| I'm actually curious what the distinction is in your view. I've never really considered a column to be a foreign key when the constraint isn't used. Having a column that we give business logic context to is useful, and indexing a column that should contain values for another table is helpful for query speed, but at least in my opinion they really aren't foreign keys unless that constraint lives directly in the database layer itself. I'd say the same for columns that are used as unique identifiers without actually adding unique constraints to the column. There are good performance reasons to do either one if you're willing to take on the data integrity responsibility in the application code, but the column itself really is just a typed column if the constraints live elsewhere (again in my opinion, I think the technical definitions may ignore this functional argument). Where I find foreign key constraints helpful for queries is when I need to be absolutely sure of the data integrity. Say I need to make a complex query that joins across three different tables based on foreign keys. If the table constraints exist I know that (a) any value in a foreign key column is valid and the referenced key exists and (b) if no rows are found I can trust that its just because none exist. Without foreign key constraints, I may not know why the query didn't find any results. It could be because there just aren't any matching rows, it could also be that one of the keys is no longer valid (or never was). If I don't care about that second error state my query may not change much, but if I need to know why the query failed to match and handle any invalid data accordingly I couldn't do it. When writing, I also much prefer having a single insert that I know will fail if the foreign key isn't valid. This could be done with a more complex query, or a transaction, but then I'd be taking on that responsibility when it could live directly in the db. Beyond the complexity there, I have to assume the database authors would be able to write a more efficient foreign key validation check them I could from my end. That said, what's been your experience handling foreign keys when the constraint is either unsupported or unused? Do you avoid it mainly for the bump in query performance, and if so how do you avoid that performance hit elsewhere in your code? |
In my experience, working on systems where foreign key constraints are liberally applied has been a net negative. Certain classes of DML statements (ON DELETE CASCADE I remember as being infamous) are certainly worse in performance than they otherwise might be. As an administrator I remember being repeatedly and painfully hamstrung by the inability to make arbitrary DB writes, which may momentarily violate strict data integrity, but are necessary for immediate practical reasons.

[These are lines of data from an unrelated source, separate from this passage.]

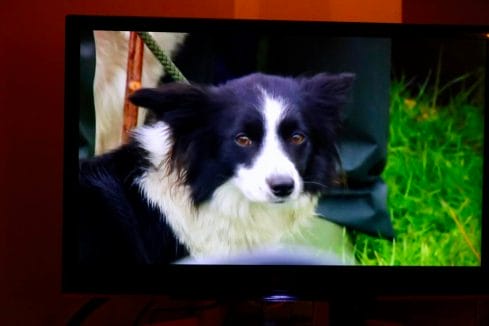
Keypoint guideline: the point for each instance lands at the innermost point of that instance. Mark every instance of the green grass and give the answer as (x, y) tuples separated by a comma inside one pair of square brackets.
[(434, 181)]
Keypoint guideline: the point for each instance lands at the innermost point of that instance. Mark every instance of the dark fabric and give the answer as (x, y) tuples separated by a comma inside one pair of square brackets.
[(361, 204)]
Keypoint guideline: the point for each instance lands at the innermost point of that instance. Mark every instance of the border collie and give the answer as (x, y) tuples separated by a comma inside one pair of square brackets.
[(219, 171)]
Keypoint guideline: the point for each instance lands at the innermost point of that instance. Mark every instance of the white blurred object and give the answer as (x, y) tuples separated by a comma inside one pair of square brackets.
[(111, 51)]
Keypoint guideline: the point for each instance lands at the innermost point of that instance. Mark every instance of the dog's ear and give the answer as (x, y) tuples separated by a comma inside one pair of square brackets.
[(328, 90), (172, 97)]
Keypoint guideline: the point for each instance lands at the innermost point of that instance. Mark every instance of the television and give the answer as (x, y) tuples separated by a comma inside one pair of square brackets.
[(405, 212)]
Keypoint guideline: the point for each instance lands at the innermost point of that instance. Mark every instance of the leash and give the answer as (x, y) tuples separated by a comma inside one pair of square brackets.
[(170, 68)]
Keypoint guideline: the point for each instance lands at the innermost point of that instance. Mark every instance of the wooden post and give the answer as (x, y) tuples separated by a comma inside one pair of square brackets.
[(133, 83)]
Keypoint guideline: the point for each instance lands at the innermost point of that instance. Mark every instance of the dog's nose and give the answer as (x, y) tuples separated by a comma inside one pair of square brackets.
[(281, 186)]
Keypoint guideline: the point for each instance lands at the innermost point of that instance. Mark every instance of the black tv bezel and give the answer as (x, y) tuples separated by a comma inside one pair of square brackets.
[(212, 281)]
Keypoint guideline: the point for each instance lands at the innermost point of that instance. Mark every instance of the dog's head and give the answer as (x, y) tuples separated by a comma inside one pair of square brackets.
[(271, 137)]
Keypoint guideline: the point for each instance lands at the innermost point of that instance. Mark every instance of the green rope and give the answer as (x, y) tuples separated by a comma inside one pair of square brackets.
[(167, 63)]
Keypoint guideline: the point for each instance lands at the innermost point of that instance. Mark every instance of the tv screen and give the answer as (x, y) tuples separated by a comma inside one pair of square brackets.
[(228, 157)]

Obviously data integrity suffers without explicit constraints, but I'd rather work to backfill and/or clean up messy data than deal with a frustratingly rigid and poor performing system. I've worked on a number of large-scale MySQL database deployments at various tech companies, and I can't recall many, if any, that required or possessed pristine referential integrity. I can see why it's conceptually compelling, and I appreciate how automated tooling can generate very useful entity relationship diagrams if FK relationships are explicitly spelled out by constraints.
I think the "performance hit elsewhere" only happens given the assumption that strict referential integrity is a requirement, perhaps in a banking context or another where messy data simply cannot be tolerated.